# Autocruise Starquest



## robwat

My wife and I are new to motorhomes and we are looking at a 2003 Starquest. We were wondering if anyone had experience or info on this model.

Many Thanks


----------



## JohnH

My first Motorhome was an Autocruise Starquest. It is still a yardstick by which we judge others. Tremendous storage (drawer space), bathroom and lounge. The only problems which my wife and I experienced was making the bed into two singles using the cab seats. Without memory foam it was a bit lumpy. Also, the 2 litre engine did struggle when we were fully laden and going up hills. We still managed to tour France a couple of times and went the length and breadth of the UK.
Because of the shape at the front we got quite good economy after the first few thousand miles. We have ended with a similar model in the Starspirit so you could say that we like Autocruise.


----------



## thewaltons

I don't have personal experience, however my parents have a 2003 autocruise starquest and absolutely love it! Plenty of space, large bathroom and they have the model that is long enough not to have to use the driver and passenger seats for the bed.

My only concern was the amount of times I fell out the door when stood at the draining board because there is an integral step in the floor which I would always disappear down (nothing to do with the red wine  :wink: ) and I always get a bruised hip on the lock arrangment sticking out of the door frame.

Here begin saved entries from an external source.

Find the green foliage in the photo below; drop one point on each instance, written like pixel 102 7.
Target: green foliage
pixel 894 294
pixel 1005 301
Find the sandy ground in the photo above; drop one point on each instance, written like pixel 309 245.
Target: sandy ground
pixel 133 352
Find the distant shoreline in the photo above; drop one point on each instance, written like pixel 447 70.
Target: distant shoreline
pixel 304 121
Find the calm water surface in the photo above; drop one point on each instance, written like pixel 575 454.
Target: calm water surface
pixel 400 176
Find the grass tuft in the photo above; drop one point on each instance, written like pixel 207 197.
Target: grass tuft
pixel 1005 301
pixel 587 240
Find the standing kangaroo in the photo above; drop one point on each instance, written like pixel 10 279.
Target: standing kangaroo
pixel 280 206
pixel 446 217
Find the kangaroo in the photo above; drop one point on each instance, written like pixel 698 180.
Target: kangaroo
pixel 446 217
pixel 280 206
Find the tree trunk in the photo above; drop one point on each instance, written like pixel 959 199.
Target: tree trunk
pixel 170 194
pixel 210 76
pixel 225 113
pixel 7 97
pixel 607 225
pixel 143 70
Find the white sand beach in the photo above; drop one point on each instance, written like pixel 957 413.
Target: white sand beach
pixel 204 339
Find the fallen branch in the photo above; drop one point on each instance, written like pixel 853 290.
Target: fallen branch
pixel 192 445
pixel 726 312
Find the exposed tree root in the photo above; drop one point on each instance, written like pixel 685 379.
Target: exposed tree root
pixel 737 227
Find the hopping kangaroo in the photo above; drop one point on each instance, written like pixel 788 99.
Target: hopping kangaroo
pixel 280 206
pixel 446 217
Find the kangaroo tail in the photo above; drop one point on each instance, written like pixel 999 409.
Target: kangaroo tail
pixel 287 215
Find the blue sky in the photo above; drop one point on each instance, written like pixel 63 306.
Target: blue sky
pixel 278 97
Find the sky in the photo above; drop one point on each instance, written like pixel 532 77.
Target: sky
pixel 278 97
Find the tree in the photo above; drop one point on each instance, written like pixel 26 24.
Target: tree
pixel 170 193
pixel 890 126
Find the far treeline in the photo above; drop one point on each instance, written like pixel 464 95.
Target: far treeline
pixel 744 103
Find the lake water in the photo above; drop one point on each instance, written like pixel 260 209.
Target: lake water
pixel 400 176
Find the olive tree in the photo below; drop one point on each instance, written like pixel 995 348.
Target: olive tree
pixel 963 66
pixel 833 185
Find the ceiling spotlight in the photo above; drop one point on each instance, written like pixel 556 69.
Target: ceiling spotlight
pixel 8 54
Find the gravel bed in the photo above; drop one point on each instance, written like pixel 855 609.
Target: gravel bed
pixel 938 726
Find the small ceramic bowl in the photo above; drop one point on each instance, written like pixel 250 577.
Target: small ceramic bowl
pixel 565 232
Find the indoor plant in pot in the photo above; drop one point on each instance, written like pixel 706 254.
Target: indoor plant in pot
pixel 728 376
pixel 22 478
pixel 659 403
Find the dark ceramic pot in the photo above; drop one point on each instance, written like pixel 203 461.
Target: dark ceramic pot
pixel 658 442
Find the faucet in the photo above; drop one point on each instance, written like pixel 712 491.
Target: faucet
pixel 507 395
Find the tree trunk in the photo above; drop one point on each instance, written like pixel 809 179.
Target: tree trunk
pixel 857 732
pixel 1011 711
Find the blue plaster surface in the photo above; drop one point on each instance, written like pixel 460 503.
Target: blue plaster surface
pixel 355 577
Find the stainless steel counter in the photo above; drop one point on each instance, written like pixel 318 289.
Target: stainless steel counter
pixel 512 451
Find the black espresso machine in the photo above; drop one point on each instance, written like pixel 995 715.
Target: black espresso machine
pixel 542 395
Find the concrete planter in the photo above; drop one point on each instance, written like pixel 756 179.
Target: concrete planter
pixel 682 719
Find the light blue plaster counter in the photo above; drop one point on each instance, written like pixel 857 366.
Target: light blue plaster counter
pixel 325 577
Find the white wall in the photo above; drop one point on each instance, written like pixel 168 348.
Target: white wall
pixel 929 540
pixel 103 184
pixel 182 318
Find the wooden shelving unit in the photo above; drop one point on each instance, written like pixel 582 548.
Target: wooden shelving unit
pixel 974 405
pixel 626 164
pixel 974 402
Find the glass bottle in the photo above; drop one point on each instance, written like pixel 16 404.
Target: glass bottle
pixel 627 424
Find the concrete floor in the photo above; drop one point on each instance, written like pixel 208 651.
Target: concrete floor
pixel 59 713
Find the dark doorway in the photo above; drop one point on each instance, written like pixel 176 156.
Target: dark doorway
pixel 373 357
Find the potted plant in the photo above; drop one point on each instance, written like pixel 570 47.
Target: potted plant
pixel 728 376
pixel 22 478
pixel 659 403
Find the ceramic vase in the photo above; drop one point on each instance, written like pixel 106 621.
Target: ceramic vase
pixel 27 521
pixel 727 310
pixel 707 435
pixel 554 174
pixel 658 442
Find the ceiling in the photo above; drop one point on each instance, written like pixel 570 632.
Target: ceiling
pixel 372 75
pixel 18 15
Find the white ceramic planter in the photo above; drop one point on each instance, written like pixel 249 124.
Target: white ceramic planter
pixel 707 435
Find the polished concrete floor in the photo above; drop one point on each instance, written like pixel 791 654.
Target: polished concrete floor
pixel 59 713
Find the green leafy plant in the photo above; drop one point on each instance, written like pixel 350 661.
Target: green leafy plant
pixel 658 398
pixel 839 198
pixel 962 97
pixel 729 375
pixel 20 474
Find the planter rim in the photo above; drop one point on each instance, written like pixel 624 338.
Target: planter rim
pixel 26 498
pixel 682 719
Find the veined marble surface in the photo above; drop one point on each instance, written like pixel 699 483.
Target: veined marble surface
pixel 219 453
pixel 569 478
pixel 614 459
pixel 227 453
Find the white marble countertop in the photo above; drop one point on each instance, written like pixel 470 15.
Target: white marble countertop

Small compaints from me, but they think it is great and regularly spend several weeks touring GB in great comfort! Also they have holidays at xmas and had no probs with insulation on very cold frosty nights

Anita


----------



## robwat

Thanks to all for the info. We are now also looking at an AutoTrail Tracker EKS .


----------



## Bruno

Hello Welcome to the forum, we have an Autotrail Tracker EKS 2004 model, will be happy to answer any queries you may have.

Regards Ray


----------



## 105031

Hi, e have had our Starquest for 12 months, this is the 4th van we have owned......we find it the ideal van, for a couple.
Large toilet/shower room gives lots of storage area.

Good build quality, plenty room in the kitchen area, very comfortable sleeping....

A good all round van, ours is a 2002, we have done 12k miles in the last 12 months, France 3 times, Germany once......no problems

You wont be dissapointed.

Twill


----------



## robwat

Thanks for the info Ray and Twill. Ray in the Tracker is the shower separate? and how do you find headroom - I am 6 ft 1.

Cheers

Robwat


----------